Specializes in med/surg, telemetry, IV therapy, mgmt.

the software does not want to format the diagnoses correctly. they should be:

  1. ineffective airway clearance related to thick copious secretions as evidenced by coorifice bilateral lung sounds [and nonproductive cough]. [physiological need for oxygen]
  2. deficient fluid volume related to inadequate supplemental water administration as evidenced by cap refill
  3. impaired physical mobility r/t neuromuscular impairment secondary to cva [physiologic need for activity]
  4. bathing/hygiene self-care deficit related to neuromuscular impairment secondary to cva[physiologic need for comfort]
  5. dressing/grooming self-care deficit related to neuromuscular impairment secondary to cva[physiologic need for comfort]
  6. impaired skin integrity related to moisture, sheering forces and friction as evidenced by [describe what the skin looks like around the peg and trach tubes and the perineal area since this patient is incontinent] [safety need].
  7. impaired verbal communication related to presence of tracheostomy and neuromuscular impairment as evidence by inability to speak [or communicate needs] [safety need]
  8. risk for infection related to broken skin at peg site and at trach site. [anticipated safety need]

I think with the Fluid volume imbalance - I was obviously confused myself...but my thinking was that they were giving her meds to reduce fluid/sodium for her heart, which could be a Fluid volume excess problem, but they also needed to make sure that she had enough fluids to avoid dehydration, which would be a Fluid volume deficit....so I thought that I needed to list it as imbalanced. I did not understand the stent, and thought it had to do with the kidneys...its a learning curve.

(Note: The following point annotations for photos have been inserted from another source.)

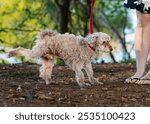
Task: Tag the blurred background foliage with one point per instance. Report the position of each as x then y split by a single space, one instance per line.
20 20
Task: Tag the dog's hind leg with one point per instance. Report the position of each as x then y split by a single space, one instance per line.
80 78
36 52
89 71
46 68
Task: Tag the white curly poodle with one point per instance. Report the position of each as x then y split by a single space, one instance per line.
76 51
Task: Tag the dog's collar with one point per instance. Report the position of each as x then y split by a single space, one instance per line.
92 47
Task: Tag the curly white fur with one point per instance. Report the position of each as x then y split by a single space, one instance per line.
74 50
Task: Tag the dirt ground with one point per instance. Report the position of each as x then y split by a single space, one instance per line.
20 85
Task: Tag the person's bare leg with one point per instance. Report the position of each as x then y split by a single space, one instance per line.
145 46
141 46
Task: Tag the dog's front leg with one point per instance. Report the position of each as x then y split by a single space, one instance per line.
89 71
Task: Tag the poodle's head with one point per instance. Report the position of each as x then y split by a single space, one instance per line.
100 41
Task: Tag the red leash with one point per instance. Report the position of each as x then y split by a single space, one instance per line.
91 22
91 16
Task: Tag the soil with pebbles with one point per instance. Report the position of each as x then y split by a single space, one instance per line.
20 85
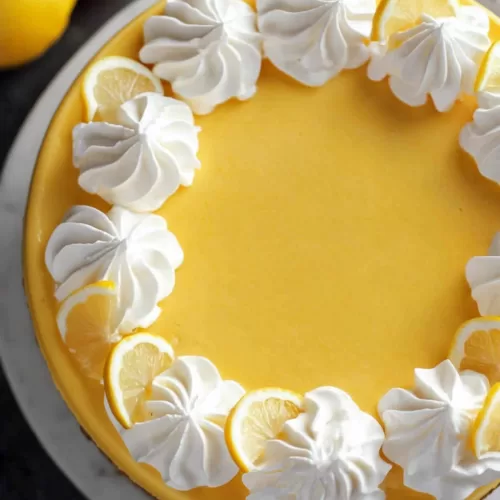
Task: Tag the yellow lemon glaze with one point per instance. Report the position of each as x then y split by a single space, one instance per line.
325 240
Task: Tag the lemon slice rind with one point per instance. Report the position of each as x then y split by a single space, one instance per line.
387 8
114 366
469 328
235 422
490 410
91 80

Thank you very much Daytonite! This is a huge help and blessing!

Have a great Easter.

i like u daytonite every where i go i read a post of yours just had to say hi

Specializes in Community Health.

Go with your ABC’s for the physiological. Innefective Airway Clearance should be the priority dx. There’s your airway!

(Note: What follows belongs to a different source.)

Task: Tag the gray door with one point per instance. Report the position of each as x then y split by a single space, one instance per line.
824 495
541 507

Her CO2 is 31-that’s low. You didn’t list any other ABG’s so I’m assuming they were within the normal range. It’s possible she’s in respiratory alkalosis, so a possible NANDA would be Impaired gas exchange r/t hyperinflation of the alveoli. Is she on a vent or is she breathing spontaneously? She isn’t tachypnic yet but a resp. rate of 20 is right on the borderline. That would cover breathing.

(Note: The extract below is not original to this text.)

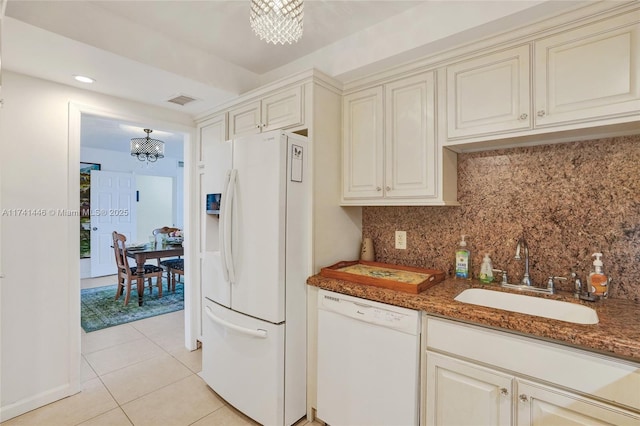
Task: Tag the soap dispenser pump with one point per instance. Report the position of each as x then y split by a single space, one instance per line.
597 281
463 260
486 270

Given that she has CAD and a hx of CVA, you could finish that off with ineffective tissue perfusion for your third…but you need more supporting evidence. What did her heart sound like? Was her pulse regular? Any abnormal sounds? How were her peripheral pulses? Does she have orthostatic hypotension?

For safety and security-I definitely think the impaired communication is crucial. She’s definitely at risk for infection-not just on the skin but respiratory as well. What is her mental status like? Would she be able to alert someone if she needed help?